Keynotes
Davide Scaramuzza
Professor
University of Zurich, Switzerland
Event cameras, a new way of sensing
Bio:Davide Scaramuzza is a Professor of Robotics and Perception at the University of Zurich. He did his Ph.D. at ETH Zurich, a postdoc at the University of Pennsylvania, and was a visiting professor at Stanford University. His research focuses on autonomous, agile microdrone navigation using standard and event-based cameras. He pioneered autonomous, vision-based navigation of drones, which inspired the navigation algorithm of the NASA Mars helicopter and many drone companies. He contributed significantly to visual-inertial state estimation, vision-based agile navigation of microdrones, and low-latency, robust perception with event cameras, which were transferred to many products, from drones to automobiles, cameras, AR/VR headsets, and mobile devices. In 2022, his team demonstrated that an AI-powered drone could outperform the world champions of drone racing, a result published in Nature and considered the first time an AI defeated a human in the physical world. He is a consultant for the United Nations on disaster response and disarmament. He has won many awards, including an IEEE Technical Field Award, the levation to IEEE Fellow, the IEEE Robotics and Automation Society Early Career Award, a European Research CouncilConsolidator Grant, a Google Research Award, two NASA TechBrief Awards, and many paper awards. In 2015, he co-founded Zurich-Eye, today Meta Zurich, which developed the world-leading virtual-reality headset Meta Quest. In 2020, he co-founded SUIND, which builds autonomous drones for precision agriculture. Many aspects of his research have been featured in the media, such as The New York Times, The Economist, and Forbes.

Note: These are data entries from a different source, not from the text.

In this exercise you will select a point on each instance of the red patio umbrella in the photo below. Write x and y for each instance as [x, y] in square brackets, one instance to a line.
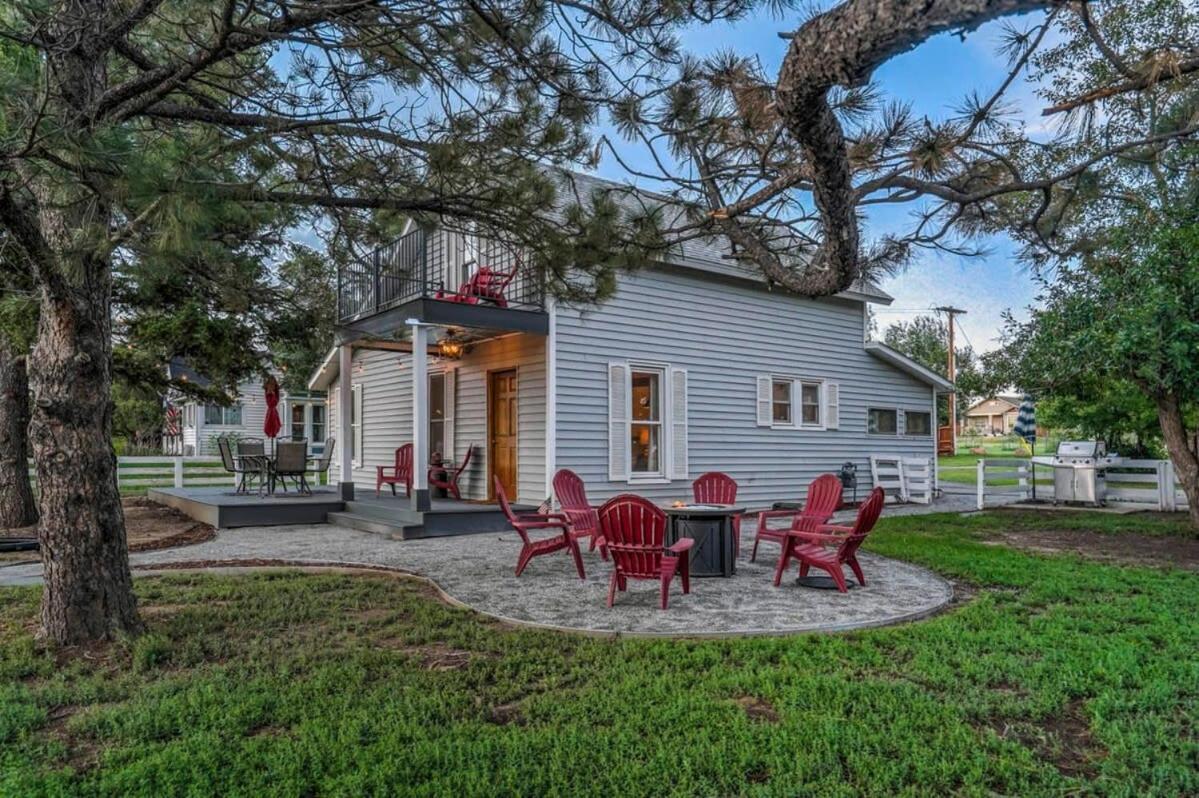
[272, 424]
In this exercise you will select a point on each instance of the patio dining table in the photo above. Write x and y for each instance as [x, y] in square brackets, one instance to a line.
[259, 464]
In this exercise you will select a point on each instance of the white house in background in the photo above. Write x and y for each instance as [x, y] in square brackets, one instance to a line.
[994, 416]
[303, 416]
[694, 364]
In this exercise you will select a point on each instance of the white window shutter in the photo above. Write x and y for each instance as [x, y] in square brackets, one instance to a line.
[765, 409]
[618, 422]
[451, 398]
[832, 405]
[679, 466]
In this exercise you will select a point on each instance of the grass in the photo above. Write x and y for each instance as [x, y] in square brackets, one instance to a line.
[1056, 677]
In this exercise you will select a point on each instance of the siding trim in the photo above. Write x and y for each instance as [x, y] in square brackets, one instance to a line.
[550, 396]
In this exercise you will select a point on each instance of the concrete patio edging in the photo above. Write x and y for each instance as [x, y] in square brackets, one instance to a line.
[227, 566]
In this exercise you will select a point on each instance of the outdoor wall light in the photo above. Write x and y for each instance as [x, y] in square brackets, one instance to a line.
[451, 349]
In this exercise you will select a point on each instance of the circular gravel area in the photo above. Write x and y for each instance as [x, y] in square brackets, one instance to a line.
[476, 572]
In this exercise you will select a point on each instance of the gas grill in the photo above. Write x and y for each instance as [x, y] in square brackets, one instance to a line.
[1078, 472]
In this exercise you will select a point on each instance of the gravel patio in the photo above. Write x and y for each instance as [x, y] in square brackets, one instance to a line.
[477, 572]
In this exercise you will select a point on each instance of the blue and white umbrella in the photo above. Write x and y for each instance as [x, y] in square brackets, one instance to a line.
[1026, 428]
[1026, 421]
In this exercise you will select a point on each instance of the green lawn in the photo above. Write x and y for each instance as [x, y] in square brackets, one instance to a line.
[963, 466]
[1056, 677]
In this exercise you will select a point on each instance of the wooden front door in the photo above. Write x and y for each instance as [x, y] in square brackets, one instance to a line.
[501, 425]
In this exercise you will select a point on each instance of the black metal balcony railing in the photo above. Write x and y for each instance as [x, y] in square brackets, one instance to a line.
[432, 266]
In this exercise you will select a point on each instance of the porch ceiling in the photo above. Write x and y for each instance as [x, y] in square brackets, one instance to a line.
[447, 314]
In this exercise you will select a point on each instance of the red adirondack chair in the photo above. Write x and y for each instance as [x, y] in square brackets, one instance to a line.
[584, 520]
[829, 548]
[717, 488]
[824, 500]
[441, 477]
[634, 531]
[526, 523]
[484, 285]
[397, 475]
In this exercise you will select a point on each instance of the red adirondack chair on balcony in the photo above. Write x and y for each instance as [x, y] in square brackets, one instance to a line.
[484, 285]
[397, 475]
[584, 520]
[526, 523]
[634, 531]
[716, 488]
[830, 548]
[824, 500]
[443, 477]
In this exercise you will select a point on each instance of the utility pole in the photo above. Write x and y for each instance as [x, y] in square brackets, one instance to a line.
[952, 372]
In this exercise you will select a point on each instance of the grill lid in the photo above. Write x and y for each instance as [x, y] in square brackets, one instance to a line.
[1080, 449]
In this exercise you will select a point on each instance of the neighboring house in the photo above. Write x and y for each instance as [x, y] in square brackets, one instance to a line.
[994, 416]
[692, 366]
[303, 416]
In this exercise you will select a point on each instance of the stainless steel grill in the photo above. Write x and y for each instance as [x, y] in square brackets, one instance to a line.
[1078, 472]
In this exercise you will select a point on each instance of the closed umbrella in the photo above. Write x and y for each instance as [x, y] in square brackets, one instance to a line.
[272, 424]
[1026, 428]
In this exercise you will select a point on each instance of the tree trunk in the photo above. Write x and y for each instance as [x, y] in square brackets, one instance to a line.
[89, 591]
[1186, 463]
[89, 588]
[17, 506]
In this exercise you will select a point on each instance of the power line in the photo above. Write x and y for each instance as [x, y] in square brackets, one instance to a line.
[963, 331]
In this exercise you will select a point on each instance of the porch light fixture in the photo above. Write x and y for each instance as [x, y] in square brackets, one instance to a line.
[450, 349]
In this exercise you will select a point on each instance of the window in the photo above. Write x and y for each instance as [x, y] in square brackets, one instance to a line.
[917, 423]
[318, 422]
[881, 421]
[356, 424]
[218, 416]
[781, 400]
[645, 423]
[297, 433]
[789, 403]
[437, 416]
[809, 404]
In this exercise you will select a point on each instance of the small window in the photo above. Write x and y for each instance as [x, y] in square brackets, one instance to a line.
[437, 416]
[917, 423]
[645, 423]
[297, 433]
[809, 404]
[318, 422]
[881, 421]
[781, 400]
[220, 416]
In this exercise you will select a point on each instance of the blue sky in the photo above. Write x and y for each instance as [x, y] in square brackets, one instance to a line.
[933, 78]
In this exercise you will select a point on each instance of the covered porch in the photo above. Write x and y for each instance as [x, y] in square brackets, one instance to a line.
[459, 374]
[386, 515]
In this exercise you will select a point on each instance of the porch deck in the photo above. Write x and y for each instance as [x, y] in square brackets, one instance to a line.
[389, 515]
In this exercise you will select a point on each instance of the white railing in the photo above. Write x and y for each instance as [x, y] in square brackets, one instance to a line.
[994, 469]
[1146, 483]
[136, 473]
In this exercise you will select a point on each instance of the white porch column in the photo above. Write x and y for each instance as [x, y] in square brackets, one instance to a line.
[420, 415]
[344, 431]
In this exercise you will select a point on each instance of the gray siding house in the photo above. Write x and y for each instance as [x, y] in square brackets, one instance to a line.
[692, 366]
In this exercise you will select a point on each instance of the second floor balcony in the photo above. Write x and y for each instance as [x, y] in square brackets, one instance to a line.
[440, 277]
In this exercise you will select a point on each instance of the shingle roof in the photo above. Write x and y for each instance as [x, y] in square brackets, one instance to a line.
[709, 254]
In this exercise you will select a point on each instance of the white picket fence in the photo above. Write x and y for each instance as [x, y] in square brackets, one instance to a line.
[137, 473]
[1150, 484]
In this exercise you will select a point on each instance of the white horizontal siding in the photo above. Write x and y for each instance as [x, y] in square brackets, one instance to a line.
[725, 334]
[387, 411]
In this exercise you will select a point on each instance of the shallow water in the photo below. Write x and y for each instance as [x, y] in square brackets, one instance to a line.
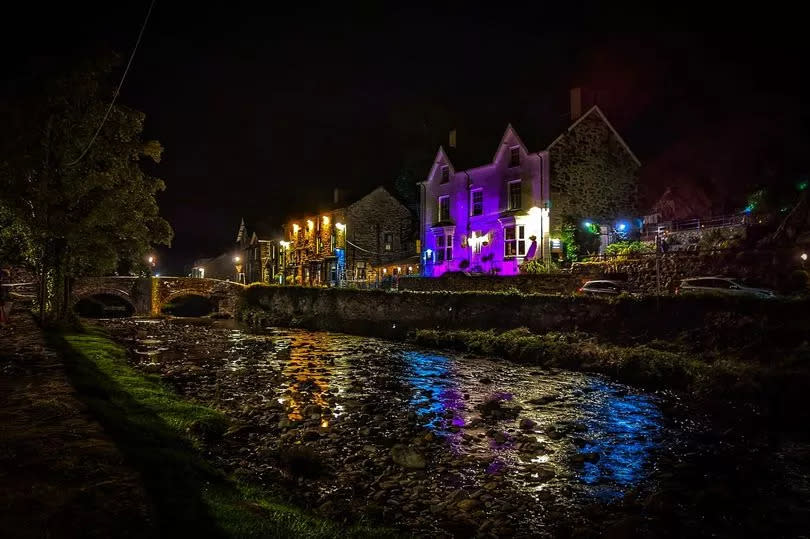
[495, 447]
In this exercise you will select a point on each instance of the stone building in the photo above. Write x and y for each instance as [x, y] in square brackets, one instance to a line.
[344, 245]
[493, 217]
[256, 253]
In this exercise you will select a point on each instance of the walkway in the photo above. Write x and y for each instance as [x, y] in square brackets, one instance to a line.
[60, 474]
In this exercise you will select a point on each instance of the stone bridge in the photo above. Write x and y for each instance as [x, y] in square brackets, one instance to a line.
[149, 295]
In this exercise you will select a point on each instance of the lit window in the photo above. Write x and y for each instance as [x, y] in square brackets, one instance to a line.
[514, 156]
[514, 241]
[477, 202]
[445, 174]
[444, 208]
[515, 201]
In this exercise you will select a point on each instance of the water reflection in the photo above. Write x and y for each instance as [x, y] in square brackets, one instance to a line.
[436, 398]
[623, 428]
[520, 435]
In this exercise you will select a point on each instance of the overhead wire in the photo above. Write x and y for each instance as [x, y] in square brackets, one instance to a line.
[117, 90]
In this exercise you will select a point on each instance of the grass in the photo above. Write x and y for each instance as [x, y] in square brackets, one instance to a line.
[160, 435]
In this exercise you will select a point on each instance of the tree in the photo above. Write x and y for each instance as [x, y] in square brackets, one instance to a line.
[80, 207]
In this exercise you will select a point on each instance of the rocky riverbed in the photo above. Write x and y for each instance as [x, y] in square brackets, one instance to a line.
[443, 445]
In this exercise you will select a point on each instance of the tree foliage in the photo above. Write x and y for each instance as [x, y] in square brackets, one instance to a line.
[76, 213]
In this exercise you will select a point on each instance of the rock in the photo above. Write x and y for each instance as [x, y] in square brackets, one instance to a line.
[407, 457]
[468, 504]
[527, 424]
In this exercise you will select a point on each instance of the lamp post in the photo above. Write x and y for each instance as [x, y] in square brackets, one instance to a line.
[341, 249]
[237, 261]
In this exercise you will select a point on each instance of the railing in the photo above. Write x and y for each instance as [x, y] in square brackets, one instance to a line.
[694, 224]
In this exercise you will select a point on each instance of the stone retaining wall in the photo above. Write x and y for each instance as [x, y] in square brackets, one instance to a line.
[393, 314]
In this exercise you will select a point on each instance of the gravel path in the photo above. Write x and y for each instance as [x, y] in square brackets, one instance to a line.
[60, 474]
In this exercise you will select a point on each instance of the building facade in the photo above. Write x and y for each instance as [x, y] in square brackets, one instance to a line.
[256, 257]
[486, 219]
[492, 218]
[348, 245]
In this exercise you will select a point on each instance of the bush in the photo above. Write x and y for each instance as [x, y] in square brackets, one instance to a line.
[536, 267]
[629, 248]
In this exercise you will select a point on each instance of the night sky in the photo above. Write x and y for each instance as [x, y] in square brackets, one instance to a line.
[263, 113]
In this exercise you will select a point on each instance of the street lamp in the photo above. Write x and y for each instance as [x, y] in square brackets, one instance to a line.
[237, 260]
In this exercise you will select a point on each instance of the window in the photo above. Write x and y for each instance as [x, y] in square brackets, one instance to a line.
[476, 241]
[514, 156]
[514, 241]
[445, 174]
[444, 248]
[444, 208]
[514, 195]
[477, 202]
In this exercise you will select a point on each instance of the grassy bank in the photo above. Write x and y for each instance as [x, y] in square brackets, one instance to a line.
[655, 365]
[160, 435]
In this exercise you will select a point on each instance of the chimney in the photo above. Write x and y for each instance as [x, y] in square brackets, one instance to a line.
[576, 103]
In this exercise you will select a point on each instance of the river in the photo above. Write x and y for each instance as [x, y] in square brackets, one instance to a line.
[440, 444]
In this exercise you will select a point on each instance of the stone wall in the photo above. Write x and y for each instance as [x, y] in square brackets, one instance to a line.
[770, 269]
[557, 283]
[593, 175]
[393, 314]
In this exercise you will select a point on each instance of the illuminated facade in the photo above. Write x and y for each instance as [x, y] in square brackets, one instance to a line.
[350, 245]
[487, 219]
[492, 218]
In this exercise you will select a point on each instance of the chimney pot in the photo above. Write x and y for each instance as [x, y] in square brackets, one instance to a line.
[576, 103]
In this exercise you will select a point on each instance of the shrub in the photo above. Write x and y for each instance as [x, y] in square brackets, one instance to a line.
[629, 248]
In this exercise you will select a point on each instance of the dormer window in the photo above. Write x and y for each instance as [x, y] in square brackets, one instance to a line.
[514, 156]
[445, 174]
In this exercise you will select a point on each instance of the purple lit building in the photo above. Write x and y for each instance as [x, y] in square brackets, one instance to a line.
[493, 217]
[488, 218]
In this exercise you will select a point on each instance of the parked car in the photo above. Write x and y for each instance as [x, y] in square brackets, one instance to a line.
[602, 288]
[721, 285]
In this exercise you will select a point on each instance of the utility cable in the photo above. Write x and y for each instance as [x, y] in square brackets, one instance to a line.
[117, 90]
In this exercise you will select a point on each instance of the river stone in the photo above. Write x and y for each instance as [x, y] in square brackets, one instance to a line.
[527, 424]
[468, 504]
[407, 457]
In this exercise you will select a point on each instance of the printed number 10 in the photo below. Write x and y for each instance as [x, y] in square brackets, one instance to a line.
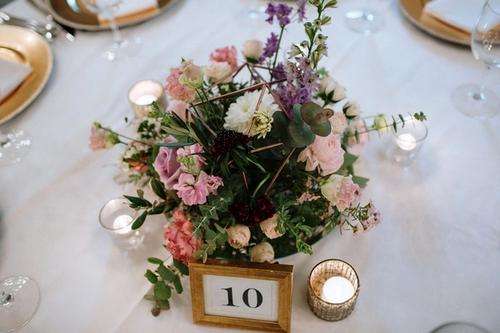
[244, 297]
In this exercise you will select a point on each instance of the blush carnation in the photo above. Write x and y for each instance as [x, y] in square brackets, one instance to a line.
[176, 89]
[341, 191]
[166, 166]
[180, 239]
[324, 153]
[226, 54]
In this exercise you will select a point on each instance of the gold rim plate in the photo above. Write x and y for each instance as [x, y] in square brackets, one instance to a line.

Abstract:Event cameras are bio-inspired vision sensors with much lower latency, higher dynamic range, and much lower power consumption than standard cameras. This talk will present current trends and opportunities with event cameras, ranging from robotics to virtual reality and smartphones, as well as open challenges and the road ahead.
Jonathan Wu
Professor
University of Windsor, Canada
Deep-Learning-Based Multisensor Data Fusion Methods and Applications
Bio:Dr. Jonathan Wu received a PhD in Computer Vision and Intelligent Systems from the University of Wales, UK. Dr. Wu is a Distinguished professor of electrical and computer engineering and has been a Tier 1 Canada Research Chair in Automotive Sensors and Information Systems since 2005. He is the founding director of the Computer Vision and Sensing Systems Laboratory at the University of Windsor, Canada. Prior to joining the university, Dr. Wu was a senior research officer at the National Research Council of Canada. He has published one book in the area of 3D computer vision and more than 350 peer-reviewed papers, including 200 journal articles, in the areas of computer vision, machine learning, sensor data fusion. Dr. Wu is/was an associate editor for IEEE Transactions on Cybenectics, IEEE Transactions on Circuits and Systems for Video Technology, and IEEE Transactions on Neural Networks and Learning Systems. He is an elected fellow of the Canadian Academy of Engineering.
Abstract:Advancements in multisensor data fusion—integrating IR imaging, SAR, hyperspectral imaging, and LiDAR—have significantly enhanced object detection, classification, and scene understanding in applications such as urban monitoring, autonomous navigation, industrial diagnostics, and environmental monitoring. Deep learning-based data fusion, leveraging techniques such as convolutional neural networks (CNNs), transformers, and attention mechanisms, has demonstrated superior performance over traditional approaches in integrating heterogeneous data sources. Despite these advancements, challenges such as data heterogeneity, computational complexity, and real-time processing constraints remain. Recent fusion techniques offer unique advantages in feature integration, decision-making, and robustness against sensor failures. Moreover, novel approaches such as selective sensor fusion, interleaved attention fusion, and multi-scale feature fusion have further enhanced the adaptability and accuracy of deep learning-based fusion models. This keynote will explore state-of-the-art fusion methodologies and generalized inverse-based optimization, highlighting key challenges, case studies, and future research directions. The discussion will focus on scalable and efficient perception systems, addressing how deep learning and graph-based fusion strategies are transforming cybersecurity, intelligent transportation, and healthcare, among other fields.